High-quality focusing with accurate phase-preserving is a significant and challenging step in interferometric synthetic aperture radar (InSAR) imaging. Compared with conventional frequency-based imaging algorithms, the time-domain back-projection algorithm (TDBPA) can greatly ensure the accuracy of imaging and phase-preserving by point-to-point coherent integration but suffers from huge computational complexity. In this paper, we propose an efficient InSAR imaging method, called a frequency-domain back-projection algorithm (FDBPA), to achieve high-resolution focusing and accurate phase-preserving of InSAR imaging. More specifically, FDBPA is utilized to replace the traditional point-to-point coherent integration of TDBPA with frequency-domain transform. It divides the echo spectrum into uniform grids and transforms the range compression data into the range frequency domain. Phase compensation and non-uniform Fourier transform of the underlying scene are implemented to achieve image focusing in the wavenumber domain. Then, the interferometric phase of the target scene can be preserved by accurate phase compensation of the target’s distance.
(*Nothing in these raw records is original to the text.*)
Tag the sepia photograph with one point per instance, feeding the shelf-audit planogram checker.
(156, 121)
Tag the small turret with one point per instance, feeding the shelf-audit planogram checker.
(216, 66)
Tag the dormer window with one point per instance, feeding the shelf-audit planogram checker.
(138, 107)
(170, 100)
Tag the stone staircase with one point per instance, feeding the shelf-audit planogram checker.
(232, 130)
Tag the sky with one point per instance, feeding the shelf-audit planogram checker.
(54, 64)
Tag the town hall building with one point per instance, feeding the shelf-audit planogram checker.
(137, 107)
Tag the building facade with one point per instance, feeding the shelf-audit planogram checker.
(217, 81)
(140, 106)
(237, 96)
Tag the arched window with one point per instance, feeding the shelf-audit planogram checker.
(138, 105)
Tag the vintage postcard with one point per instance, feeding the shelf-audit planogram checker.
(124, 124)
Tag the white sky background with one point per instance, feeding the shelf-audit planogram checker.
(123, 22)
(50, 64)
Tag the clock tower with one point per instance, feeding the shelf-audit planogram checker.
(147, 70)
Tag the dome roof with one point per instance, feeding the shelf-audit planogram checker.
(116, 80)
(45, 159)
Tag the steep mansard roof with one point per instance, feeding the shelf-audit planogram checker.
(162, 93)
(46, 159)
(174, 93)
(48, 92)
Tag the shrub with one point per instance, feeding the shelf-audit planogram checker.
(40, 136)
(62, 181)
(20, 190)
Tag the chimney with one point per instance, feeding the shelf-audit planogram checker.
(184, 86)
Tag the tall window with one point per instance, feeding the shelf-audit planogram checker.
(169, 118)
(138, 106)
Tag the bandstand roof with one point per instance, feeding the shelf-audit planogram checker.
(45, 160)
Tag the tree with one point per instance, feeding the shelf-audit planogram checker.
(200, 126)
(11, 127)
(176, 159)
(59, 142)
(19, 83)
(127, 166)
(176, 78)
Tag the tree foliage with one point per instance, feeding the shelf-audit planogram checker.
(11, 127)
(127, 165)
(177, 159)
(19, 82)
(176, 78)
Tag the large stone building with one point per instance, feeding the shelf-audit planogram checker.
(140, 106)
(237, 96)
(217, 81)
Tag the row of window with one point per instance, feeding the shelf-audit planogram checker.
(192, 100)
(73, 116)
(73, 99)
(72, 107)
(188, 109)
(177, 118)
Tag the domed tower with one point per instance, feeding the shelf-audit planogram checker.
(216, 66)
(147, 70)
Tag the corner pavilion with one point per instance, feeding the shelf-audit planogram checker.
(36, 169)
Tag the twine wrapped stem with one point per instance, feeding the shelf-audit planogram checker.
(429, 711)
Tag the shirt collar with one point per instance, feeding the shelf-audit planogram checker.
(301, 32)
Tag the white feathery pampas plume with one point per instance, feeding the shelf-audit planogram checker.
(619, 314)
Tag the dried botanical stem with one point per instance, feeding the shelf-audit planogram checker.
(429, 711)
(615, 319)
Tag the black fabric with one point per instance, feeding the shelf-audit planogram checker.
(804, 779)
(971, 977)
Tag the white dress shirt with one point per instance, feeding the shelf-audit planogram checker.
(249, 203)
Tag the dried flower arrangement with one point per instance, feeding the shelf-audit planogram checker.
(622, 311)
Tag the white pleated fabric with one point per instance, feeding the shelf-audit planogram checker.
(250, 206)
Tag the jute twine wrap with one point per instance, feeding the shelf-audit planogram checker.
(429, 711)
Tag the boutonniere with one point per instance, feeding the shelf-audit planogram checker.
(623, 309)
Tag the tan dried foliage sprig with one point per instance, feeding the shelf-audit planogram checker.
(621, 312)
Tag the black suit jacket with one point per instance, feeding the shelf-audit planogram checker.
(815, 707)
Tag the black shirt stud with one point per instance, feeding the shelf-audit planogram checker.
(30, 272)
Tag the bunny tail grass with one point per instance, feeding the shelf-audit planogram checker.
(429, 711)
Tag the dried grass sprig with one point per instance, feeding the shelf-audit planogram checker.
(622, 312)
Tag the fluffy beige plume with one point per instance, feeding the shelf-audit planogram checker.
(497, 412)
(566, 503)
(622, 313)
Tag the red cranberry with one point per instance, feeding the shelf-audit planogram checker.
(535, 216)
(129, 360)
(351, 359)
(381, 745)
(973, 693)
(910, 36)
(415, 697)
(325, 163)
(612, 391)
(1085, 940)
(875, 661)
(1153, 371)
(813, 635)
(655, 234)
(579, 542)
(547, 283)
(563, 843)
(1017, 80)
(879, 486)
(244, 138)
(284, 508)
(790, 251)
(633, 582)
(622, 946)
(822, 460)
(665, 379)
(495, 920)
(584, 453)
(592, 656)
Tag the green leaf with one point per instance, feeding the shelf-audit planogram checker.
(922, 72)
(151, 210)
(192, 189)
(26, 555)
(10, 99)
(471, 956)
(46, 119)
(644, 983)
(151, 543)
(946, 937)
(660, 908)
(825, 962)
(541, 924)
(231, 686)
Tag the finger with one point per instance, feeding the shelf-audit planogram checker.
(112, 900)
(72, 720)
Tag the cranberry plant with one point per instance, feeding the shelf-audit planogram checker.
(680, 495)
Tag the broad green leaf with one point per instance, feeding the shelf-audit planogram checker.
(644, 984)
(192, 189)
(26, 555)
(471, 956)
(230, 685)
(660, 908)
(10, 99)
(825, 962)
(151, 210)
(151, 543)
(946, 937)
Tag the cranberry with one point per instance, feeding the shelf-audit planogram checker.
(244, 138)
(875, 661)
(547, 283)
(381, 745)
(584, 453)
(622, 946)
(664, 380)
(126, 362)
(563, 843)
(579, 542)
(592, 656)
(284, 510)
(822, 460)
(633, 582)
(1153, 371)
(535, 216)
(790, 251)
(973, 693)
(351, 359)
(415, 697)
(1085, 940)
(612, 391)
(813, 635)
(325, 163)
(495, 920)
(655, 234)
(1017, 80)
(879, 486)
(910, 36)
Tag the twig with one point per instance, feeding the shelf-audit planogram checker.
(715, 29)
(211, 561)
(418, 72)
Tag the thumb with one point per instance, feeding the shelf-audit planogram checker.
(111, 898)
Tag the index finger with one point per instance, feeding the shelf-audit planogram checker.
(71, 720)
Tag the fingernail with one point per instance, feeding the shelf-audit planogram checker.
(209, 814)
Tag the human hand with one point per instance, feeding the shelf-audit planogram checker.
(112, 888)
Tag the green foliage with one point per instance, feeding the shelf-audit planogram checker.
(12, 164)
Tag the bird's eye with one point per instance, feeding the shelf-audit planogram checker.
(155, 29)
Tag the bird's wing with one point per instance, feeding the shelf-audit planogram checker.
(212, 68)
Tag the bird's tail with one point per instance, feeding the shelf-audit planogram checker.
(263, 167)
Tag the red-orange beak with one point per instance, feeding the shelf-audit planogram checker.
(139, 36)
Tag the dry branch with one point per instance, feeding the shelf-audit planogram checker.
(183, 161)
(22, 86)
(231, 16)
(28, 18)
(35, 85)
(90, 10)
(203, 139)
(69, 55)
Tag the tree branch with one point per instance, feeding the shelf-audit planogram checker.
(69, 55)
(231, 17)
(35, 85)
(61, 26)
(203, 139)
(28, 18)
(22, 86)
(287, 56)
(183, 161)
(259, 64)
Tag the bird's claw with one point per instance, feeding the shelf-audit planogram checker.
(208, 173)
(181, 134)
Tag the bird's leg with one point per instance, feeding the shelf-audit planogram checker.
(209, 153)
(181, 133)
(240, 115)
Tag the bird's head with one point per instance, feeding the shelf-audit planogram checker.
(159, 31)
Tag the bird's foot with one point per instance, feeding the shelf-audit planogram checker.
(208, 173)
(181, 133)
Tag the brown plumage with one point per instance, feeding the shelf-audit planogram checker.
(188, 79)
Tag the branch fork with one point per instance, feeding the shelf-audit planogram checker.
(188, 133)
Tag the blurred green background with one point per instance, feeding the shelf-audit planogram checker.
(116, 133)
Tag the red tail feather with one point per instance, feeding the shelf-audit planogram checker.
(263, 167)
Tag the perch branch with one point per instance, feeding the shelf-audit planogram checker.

FDBPA avoids the repetitive calculation of index values and point-to-point coherent integration which reduces the time complexity compared with TDBPA. The characteristics of focusing and phase-preserving of our method are analyzed via simulations and experiments. The results demonstrate the efficiency and high-quality imaging of the FDBPA method. It can improve the imaging efficiency by more than three times, while keeping similar imaging accuracy compared with TDBPA.